Mandra adalah pelawak favorit saya sejak belum sekolah. Sebelum dia gabung di sinetron Si Doel Anak Sekolahan, saya senang melihat Mandra di TVRI karena menurut saya wajah dan cara bicaranya lucu.
Tanpa Mandra, trilogi film Si Doel the Movie hanya penuh kekakuan, kesedihan, dan keplin-planan Doel dalam memilih tetap bersama Zaenab atau kembali pada Sarah.
Celetukan-celetukan Mandra, baik yang serius atau bercanda, pas ditaruh di setiap adegan dan tidak berlebihan.
Ahh, itu kan karena skenario. Kaku, sedih, lucu semua tergantung skenario. Aktor tinggal menghapal dan ikut arahan sutradara.
Saya pernah ikut teater dan karena tidak berbakat seni peran, akting saya saat pentas sangat buruk dibanding teman-teman yang memang berbakat. Kami mempelajari materi yang sama dengan durasi latihan yang sama, tapi hasilnya tidak sama karena faktor bakat.

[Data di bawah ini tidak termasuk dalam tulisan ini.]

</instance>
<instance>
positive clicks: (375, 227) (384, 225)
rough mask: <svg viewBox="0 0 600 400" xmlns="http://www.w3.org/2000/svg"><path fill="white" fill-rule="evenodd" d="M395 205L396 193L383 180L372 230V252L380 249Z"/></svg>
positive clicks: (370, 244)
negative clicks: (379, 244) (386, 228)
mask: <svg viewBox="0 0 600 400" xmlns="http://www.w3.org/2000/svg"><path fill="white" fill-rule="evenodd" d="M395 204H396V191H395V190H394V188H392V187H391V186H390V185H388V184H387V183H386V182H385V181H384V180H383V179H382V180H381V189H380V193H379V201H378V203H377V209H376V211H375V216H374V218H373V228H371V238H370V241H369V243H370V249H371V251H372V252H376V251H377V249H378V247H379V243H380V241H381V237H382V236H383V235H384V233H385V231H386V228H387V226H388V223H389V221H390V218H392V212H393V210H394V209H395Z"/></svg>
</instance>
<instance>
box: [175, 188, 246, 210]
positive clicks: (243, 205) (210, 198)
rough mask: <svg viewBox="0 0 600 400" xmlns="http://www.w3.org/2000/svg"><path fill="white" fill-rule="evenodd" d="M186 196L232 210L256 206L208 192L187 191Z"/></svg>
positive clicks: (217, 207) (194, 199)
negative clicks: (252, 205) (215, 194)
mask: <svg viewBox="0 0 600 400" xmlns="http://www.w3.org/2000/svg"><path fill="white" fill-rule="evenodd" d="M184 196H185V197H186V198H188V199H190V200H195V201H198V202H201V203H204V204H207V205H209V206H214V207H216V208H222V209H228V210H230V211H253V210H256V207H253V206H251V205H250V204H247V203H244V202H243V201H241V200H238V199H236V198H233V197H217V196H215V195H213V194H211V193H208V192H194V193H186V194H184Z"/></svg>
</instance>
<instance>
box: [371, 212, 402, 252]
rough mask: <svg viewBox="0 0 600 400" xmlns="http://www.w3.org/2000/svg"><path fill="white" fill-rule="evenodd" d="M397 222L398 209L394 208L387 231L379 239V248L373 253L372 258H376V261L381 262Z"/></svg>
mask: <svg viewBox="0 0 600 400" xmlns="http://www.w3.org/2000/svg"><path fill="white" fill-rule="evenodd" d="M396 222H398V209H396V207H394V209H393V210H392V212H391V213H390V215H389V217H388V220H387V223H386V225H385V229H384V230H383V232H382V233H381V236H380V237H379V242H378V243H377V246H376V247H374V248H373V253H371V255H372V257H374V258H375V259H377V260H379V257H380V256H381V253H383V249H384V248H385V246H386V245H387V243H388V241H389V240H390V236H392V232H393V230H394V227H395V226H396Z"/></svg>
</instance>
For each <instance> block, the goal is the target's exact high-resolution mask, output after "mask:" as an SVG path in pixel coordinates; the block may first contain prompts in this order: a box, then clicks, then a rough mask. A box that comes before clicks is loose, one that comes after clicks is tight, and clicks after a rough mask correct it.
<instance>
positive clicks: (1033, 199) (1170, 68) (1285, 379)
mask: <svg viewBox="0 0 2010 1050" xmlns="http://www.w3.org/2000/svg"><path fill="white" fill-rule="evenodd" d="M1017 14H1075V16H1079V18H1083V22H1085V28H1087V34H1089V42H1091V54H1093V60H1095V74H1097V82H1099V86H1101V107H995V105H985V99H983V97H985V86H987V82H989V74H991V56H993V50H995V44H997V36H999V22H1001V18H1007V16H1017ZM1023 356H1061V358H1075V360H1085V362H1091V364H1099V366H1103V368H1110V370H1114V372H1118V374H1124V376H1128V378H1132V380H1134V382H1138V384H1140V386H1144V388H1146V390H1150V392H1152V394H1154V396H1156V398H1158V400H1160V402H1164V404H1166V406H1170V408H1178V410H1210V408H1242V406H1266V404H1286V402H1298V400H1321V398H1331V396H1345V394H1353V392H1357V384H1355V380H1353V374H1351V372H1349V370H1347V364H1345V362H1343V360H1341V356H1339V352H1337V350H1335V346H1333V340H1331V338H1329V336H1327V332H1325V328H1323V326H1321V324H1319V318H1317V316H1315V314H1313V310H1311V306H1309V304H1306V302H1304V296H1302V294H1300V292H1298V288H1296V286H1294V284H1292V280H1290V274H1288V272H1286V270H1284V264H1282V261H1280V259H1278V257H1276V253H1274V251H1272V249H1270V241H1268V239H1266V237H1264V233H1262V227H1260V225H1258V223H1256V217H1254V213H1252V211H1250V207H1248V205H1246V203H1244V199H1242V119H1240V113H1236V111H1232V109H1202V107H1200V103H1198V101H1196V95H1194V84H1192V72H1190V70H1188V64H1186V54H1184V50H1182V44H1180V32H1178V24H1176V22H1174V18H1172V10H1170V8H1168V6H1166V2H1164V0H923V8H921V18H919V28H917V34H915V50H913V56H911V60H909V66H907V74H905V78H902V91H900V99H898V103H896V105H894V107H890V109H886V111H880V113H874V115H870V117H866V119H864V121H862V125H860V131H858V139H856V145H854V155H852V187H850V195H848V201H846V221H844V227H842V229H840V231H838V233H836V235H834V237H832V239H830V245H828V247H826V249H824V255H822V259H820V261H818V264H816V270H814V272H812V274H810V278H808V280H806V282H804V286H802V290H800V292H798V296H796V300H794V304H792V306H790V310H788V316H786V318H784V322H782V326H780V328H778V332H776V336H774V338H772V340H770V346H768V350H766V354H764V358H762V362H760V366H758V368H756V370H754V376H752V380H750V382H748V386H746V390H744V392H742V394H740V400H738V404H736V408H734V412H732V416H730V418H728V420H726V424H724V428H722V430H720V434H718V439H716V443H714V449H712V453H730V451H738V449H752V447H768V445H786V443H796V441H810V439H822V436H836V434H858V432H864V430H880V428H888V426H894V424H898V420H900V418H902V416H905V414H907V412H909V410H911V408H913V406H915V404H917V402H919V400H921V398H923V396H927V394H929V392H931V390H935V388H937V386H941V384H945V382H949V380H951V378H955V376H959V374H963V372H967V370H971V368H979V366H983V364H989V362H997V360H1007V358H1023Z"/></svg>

Meskipun bisa dilatih berdasarkan pepatah alah bisa karena biasa atau practice make perfect, melawak perlu bakat untuk membuat si pelawak bertahan menghadapi perubahan zaman.
Para pelawak Betawi yang saya sebut diawal tulisan punya bakat lucu alami selain lucu dari hasil manggung mereka di lenong.
Secara tidak langsung, para komika (pelawak tunggal) yang saat ini sedang populer, banyak terpengaruh pelawak Betawi ini.
Mereka bicara elu-gue elu-gue sebagai ganti aku-kamu-saya. Lupa bahwa penonton mereka bukan cuma dari Jabodetabek. Pelawak Betawi memakai elu-gue-ane-ente-aye karena itu adalah kata-kata keseharian mereka.
Lebih lagi, lenong preman tempat mereka berasal memang menggunakan bahasa percakapan seperti itu.
Di belakang daftar pelawak Betawi berbakat lainnya ada Adul dan Komeng yang walau bukan pemain lenong, mereka punya darah Betawi.